国土交通省が発表した最新統計で読み解く、建設業界の受注動向と住宅市場の現状

国土交通省の月例経済データ(2025年11月号)に基づいて、建設業界の最新動向をお伝えします。

目次
建設工事の受注状況に明るい兆し
2025年9月における建設工事の元請受注高は、8兆3,713億円を記録しました。これは前年同月と比較して16.2%の増加となっており、業界全体として堅調な推移を見せています。
受注元の内訳を見ると、公共機関からの発注額は2兆4,302億円で、前年同月から6.7%の伸びとなりました。一方、民間部門からの受注は5兆9,411億円に達し、前年同月比で20.6%という大幅な増加を示しています。
ただし、下請工事の受注については3兆5,803億円と、前年同月比で3.8%減少する結果となりました。
新築住宅の着工状況は減少傾向
2025年9月の新設住宅着工戸数は6万3,570戸となり、前年同月と比べて7.3%の減少が見られました。
工事種別ごとの受注動向
土木工事分野では、元請受注高が2兆3,584億円となり、前年同月比13.2%増加しました。建築工事と建築設備工事を合わせた受注高は5兆1,516億円で、前年同月から16.8%上昇しています。さらに、機械装置等工事の受注高は8,613億円となり、前年同月比21.0%増という好調な伸びを記録しました。
地域別の受注状況に差異
三大都市圏とその他の地域における元請受注高を見ると、地域間で明確な違いが現れています。
東京圏(東京都、神奈川県、千葉県、埼玉県)では4兆1,762億円の受注高となり、前年同月比28.8%増と大きく伸長しました。大阪圏(大阪府、兵庫県、京都府、奈良県)は1兆1,812億円で前年同月比10.8%増、その他の地域は2兆5,537億円で前年同月比7.6%増となっています。

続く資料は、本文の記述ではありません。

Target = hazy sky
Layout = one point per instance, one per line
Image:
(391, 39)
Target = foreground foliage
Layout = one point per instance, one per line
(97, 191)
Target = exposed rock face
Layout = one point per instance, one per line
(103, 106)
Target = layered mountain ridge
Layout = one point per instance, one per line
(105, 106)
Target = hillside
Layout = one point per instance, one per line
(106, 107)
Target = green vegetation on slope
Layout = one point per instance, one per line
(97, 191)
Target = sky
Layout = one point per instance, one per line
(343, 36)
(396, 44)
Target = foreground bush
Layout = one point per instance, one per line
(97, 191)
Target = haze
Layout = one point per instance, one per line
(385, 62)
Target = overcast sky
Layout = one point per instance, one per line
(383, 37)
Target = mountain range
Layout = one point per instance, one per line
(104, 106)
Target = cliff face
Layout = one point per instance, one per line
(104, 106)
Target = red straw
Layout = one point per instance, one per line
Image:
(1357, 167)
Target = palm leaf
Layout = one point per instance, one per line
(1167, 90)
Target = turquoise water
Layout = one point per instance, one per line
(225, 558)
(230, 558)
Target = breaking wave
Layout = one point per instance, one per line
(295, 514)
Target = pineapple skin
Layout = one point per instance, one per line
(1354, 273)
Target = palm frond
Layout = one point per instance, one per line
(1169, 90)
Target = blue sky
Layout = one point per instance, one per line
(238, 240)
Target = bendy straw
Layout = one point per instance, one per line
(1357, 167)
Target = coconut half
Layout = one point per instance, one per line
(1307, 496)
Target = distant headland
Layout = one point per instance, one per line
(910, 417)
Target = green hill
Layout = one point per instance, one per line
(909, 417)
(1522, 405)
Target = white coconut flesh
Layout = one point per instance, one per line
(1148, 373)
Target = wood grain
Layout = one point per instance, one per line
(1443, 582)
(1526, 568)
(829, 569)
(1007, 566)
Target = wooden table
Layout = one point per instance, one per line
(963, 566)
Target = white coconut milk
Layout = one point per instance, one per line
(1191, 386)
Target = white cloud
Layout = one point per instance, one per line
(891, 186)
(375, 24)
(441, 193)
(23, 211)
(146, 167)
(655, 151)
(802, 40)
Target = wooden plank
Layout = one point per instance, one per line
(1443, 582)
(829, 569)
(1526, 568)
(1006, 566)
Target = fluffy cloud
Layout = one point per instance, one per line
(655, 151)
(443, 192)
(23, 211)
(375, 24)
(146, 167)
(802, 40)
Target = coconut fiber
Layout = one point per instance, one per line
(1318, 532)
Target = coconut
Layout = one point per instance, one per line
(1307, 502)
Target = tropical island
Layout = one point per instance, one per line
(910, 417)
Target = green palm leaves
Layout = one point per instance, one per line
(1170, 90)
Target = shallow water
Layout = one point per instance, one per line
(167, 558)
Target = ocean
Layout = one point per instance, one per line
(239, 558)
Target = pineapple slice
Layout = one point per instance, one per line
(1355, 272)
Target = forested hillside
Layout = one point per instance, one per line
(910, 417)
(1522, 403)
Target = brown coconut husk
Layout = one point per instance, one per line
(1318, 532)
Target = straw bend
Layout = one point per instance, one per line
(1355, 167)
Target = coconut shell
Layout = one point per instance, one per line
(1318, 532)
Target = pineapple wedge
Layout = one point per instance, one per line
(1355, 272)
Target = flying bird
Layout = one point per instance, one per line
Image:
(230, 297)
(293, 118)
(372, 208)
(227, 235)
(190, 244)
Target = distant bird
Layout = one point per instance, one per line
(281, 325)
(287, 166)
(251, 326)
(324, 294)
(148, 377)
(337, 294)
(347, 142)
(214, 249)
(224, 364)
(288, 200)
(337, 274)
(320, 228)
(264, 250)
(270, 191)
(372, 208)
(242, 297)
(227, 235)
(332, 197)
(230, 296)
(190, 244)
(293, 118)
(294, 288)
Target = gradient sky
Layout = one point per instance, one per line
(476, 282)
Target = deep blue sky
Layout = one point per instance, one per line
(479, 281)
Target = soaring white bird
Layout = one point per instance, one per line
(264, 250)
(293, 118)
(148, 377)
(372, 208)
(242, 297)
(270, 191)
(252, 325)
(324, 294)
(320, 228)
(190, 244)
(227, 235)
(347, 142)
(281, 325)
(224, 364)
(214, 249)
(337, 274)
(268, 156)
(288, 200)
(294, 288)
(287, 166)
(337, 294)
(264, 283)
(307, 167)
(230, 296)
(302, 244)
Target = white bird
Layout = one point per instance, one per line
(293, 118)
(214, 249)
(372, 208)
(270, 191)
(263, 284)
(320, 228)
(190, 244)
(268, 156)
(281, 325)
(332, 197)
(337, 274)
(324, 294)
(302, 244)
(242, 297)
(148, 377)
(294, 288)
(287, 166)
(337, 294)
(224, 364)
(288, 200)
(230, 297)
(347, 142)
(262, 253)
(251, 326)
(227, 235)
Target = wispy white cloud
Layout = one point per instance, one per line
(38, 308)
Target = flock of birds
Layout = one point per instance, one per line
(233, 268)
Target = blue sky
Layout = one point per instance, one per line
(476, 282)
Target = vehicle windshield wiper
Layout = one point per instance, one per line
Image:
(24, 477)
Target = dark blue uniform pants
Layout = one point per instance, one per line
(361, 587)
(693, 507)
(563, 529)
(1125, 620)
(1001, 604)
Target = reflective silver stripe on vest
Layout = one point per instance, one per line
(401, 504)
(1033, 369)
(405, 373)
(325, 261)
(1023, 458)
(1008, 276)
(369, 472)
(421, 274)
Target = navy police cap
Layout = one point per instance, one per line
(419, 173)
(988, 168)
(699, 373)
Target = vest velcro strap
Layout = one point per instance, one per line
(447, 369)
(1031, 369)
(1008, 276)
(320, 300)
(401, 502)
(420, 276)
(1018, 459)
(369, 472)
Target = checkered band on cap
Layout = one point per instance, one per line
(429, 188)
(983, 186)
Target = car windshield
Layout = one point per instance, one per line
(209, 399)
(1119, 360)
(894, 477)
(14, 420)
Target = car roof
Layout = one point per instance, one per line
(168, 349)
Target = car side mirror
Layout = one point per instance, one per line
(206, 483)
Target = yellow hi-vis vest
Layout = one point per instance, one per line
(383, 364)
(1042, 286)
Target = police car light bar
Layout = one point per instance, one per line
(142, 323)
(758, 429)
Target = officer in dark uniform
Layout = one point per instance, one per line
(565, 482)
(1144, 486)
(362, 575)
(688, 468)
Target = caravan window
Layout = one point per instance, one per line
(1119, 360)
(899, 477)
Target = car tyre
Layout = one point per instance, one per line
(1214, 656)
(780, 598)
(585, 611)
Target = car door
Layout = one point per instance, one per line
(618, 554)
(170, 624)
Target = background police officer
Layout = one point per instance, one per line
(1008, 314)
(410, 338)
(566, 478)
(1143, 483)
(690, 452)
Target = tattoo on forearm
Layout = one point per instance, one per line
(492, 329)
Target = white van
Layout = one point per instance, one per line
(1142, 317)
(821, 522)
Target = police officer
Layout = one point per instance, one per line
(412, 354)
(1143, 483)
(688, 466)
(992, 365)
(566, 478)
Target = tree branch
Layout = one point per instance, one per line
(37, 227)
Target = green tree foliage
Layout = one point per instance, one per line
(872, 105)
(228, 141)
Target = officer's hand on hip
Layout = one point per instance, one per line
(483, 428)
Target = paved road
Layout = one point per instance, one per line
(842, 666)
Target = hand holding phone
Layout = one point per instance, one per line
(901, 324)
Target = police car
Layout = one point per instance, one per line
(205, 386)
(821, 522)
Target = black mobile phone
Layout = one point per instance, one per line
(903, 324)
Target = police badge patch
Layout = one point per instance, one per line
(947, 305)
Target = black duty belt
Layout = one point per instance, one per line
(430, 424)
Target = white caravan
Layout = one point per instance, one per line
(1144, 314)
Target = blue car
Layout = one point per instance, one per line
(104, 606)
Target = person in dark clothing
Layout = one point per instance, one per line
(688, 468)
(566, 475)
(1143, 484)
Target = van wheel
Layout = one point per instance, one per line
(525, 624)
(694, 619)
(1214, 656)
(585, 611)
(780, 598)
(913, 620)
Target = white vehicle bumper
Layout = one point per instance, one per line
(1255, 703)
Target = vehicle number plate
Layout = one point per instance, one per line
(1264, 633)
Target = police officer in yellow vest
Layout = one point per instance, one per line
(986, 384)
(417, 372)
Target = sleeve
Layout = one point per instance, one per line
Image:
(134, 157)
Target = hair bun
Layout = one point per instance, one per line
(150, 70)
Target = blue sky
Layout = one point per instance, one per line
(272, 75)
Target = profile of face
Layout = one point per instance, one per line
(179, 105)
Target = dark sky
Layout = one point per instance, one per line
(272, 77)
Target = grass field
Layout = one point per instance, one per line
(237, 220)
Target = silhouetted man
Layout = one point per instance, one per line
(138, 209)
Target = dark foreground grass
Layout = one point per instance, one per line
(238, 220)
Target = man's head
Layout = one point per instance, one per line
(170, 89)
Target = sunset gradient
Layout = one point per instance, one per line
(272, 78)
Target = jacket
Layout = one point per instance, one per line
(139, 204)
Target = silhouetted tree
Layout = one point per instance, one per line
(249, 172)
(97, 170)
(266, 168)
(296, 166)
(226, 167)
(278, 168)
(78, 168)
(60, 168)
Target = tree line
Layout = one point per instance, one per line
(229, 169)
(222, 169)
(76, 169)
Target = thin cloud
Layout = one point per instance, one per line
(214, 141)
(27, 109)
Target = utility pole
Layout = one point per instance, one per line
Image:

対照的に、名古屋圏(愛知県、岐阜県、三重県)の受注高は4,602億円で、前年同月から11.8%減少する結果となりました。
住宅種類別の着工状況
新設住宅の着工戸数を種類別に分析すると、以下のような状況が明らかになりました。
・持家:1万8,273戸(前年同月比5.6%減)
・貸家:2万8,494戸(前年同月比8.2%減)
・分譲住宅:1万6,428戸(前年同月比8.3%減)
・給与住宅:375戸(前年同月比53.7%増)
給与住宅のみが大幅な増加を示した一方で、その他の住宅タイプはいずれも減少傾向にあります。
地域ごとの住宅着工動向
新設住宅着工戸数を地域別に見ると、全ての圏域で減少が確認されました。
東京圏では2万3,009戸で前年同月比8.1%減、名古屋圏は5,521戸で前年同月比4.5%減、大阪圏は9,834戸で前年同月比12.1%減となっています。その他の地域においても2万5,206戸と、前年同月比5.0%の減少が見られました。
民間建築物の着工面積動向
2025年9月における民間建築主による建築物の着工床面積は、合計で809万平方メートルとなり、前年同月比5.1%の減少となりました。
地域別では以下の通りです。
・東京圏:242万平方メートル(前年同月比5.6%減)
・名古屋圏:102万平方メートル(前年同月比13.0%増)
・大阪圏:115万平方メートル(前年同月比6.7%減)
・その他:350万平方メートル(前年同月比8.6%減)
名古屋圏のみが増加を記録し、他の地域では軒並み減少する結果となっています。
非居住用建築物の内訳
民間による非居住用建築物の着工床面積は307万平方メートルで、前年同月比2.1%減となりました。
用途別の内訳は次の通りです。
・事務所:40万8,000平方メートル(前年同月比38.9%増)
・店舗:28万8,000平方メートル(前年同月比6.4%増)
・工場:33万6,000平方メートル(前年同月比44.6%減)
・倉庫:109万6,000平方メートル(前年同月比2.4%減)
事務所と店舗が増加した一方、工場と倉庫は減少しており、特に工場の減少幅が顕著となっています。
リフォーム市場の状況
2025年度第1四半期における建築物リフォーム・リニューアル工事の受注高は、合計4兆1,069億円となり、前年同期比7.6%の増加を記録しました。
内訳を見ると、住宅向けは1兆1,698億円で前年同期比2.2%減となった一方、非住宅建築物向けは2兆9,371億円で前年同期比12.0%増と好調に推移しています。
建設コストの推移
2025年8月時点の建設工事費デフレーターを見ると、建設総合では130.9ポイントとなり、前年同月から2.4ポイント上昇しました。建築総合、土木総合ともに同じく130.9ポイントと130.7ポイントをそれぞれ記録し、いずれも前年同月差で2.4ポイントの増加となっています。
これらのデータから、建設業界は受注面では好調さを維持しているものの、新築住宅市場においては慎重な状況が続いていることが読み取れます。